On Training Effective Reinforcement Learning Agents for Real-time Power Grid Operation and Control

Ruisheng Diao,Di Shi,Bei Zhang,Siqi Wang,Haifeng Li,Chunlei Xu,Tu Lan,Desong Bian,Jiajun Duan
DOI: https://doi.org/10.48550/arXiv.2012.06458
2020-12-12
Abstract:Deriving fast and effectively coordinated control actions remains a grand challenge affecting the secure and economic operation of today's large-scale power grid. This paper presents a novel artificial intelligence (AI) based methodology to achieve multi-objective real-time power grid control for real-world implementation. State-of-the-art off-policy reinforcement learning (RL) algorithm, soft actor-critic (SAC) is adopted to train AI agents with multi-thread offline training and periodic online training for regulating voltages and transmission losses without violating thermal constraints of lines. A software prototype was developed and deployed in the control center of SGCC Jiangsu Electric Power Company that interacts with their Energy Management System (EMS) every 5 minutes. Massive numerical studies using actual power grid snapshots in the real-time environment verify the effectiveness of the proposed approach.

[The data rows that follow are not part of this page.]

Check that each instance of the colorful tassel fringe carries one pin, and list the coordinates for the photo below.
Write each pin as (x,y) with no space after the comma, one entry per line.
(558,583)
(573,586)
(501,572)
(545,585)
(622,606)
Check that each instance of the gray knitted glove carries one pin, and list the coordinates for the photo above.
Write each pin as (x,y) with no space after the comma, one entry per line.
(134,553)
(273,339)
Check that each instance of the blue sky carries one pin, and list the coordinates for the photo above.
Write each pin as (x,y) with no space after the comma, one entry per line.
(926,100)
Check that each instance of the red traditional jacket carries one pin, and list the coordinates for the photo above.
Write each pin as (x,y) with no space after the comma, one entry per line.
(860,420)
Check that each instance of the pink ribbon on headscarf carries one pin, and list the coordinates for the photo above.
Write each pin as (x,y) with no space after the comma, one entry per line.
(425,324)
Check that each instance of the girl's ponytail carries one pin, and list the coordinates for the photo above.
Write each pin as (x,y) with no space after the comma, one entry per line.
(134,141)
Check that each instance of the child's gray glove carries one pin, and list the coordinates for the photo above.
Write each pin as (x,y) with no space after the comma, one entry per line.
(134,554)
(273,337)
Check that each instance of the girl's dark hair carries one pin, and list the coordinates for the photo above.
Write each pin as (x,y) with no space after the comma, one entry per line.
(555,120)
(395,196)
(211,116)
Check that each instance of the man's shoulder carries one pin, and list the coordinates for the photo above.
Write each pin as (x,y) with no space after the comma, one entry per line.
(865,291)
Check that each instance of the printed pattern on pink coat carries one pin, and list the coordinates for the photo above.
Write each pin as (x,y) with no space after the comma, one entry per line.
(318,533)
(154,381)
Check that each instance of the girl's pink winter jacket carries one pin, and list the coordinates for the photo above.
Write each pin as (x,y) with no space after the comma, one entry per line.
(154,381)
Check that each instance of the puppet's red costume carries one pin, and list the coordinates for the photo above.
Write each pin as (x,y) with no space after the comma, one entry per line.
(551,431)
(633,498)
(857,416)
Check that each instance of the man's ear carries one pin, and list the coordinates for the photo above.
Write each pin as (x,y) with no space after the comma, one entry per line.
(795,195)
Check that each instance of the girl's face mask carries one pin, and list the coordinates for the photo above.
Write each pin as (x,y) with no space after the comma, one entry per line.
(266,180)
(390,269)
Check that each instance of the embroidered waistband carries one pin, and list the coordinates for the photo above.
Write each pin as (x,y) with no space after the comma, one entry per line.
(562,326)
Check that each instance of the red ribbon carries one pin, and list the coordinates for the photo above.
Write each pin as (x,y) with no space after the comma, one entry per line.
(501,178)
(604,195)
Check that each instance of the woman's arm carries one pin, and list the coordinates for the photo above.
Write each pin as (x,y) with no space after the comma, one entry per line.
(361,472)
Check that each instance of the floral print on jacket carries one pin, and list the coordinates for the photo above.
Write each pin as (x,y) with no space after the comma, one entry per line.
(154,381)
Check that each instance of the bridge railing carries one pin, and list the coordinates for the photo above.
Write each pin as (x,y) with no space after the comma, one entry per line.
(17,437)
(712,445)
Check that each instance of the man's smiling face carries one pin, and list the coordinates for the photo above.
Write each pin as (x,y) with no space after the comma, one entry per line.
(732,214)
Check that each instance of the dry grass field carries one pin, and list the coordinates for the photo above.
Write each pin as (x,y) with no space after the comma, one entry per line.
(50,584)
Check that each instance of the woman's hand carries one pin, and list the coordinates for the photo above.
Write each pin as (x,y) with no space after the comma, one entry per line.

Well-trained SAC agents can learn to provide effective and subsecond control actions in regulating voltage profiles and reducing transmission losses.
Optimization and Control,Systems and Control
What problem does this paper attempt to address?
The problem that this paper attempts to solve is to achieve fast, coordinated and effective control actions in modern large - scale power systems to ensure the safe and economic operation of power systems. Specifically, the paper focuses on how to regulate voltage and reduce transmission losses through real - time optimal control under various security constraints. This challenge stems from the increasing integration of intermittent energy sources, energy storage devices and power electronic devices in power systems. These changes have led to increased randomness and dynamics of grid behavior, affecting the stable and economic operation of power systems. To address the above challenges, the paper proposes an artificial intelligence - based method, in particular, using the latest off - policy reinforcement learning algorithm - Soft Actor - Critic (SAC) - to train artificial intelligence agents capable of achieving real - time multi - objective power system control. This method can not only provide effective control decisions in a simulated environment, but has also been verified in practical applications. For example, the software prototype deployed in the control center of State Grid Jiangsu Electric Power Company in China interacts with the Energy Management System (EMS) once every 5 minutes to provide fast (less than 20 milliseconds) control actions for regulating the voltage profile and reducing transmission losses. The main contributions of the paper are as follows: 1. Formulating the AC Optimal Power Flow (AC OPF) control problem as a Markov Decision Process (MDP), so that reinforcement learning algorithms can be applied to find sub - optimal solutions. 2. Providing a general and flexible framework that can include various control objectives and constraints of power systems when training AI agents. 3. The trained SAC agent can quickly make control actions when abnormal power system states are detected, especially in cases of sudden changes in voltage and line flow. 4. Developing a multi - threaded SAC agent training process and regularly updating the model to ensure long - term control effects and mitigate over - fitting problems.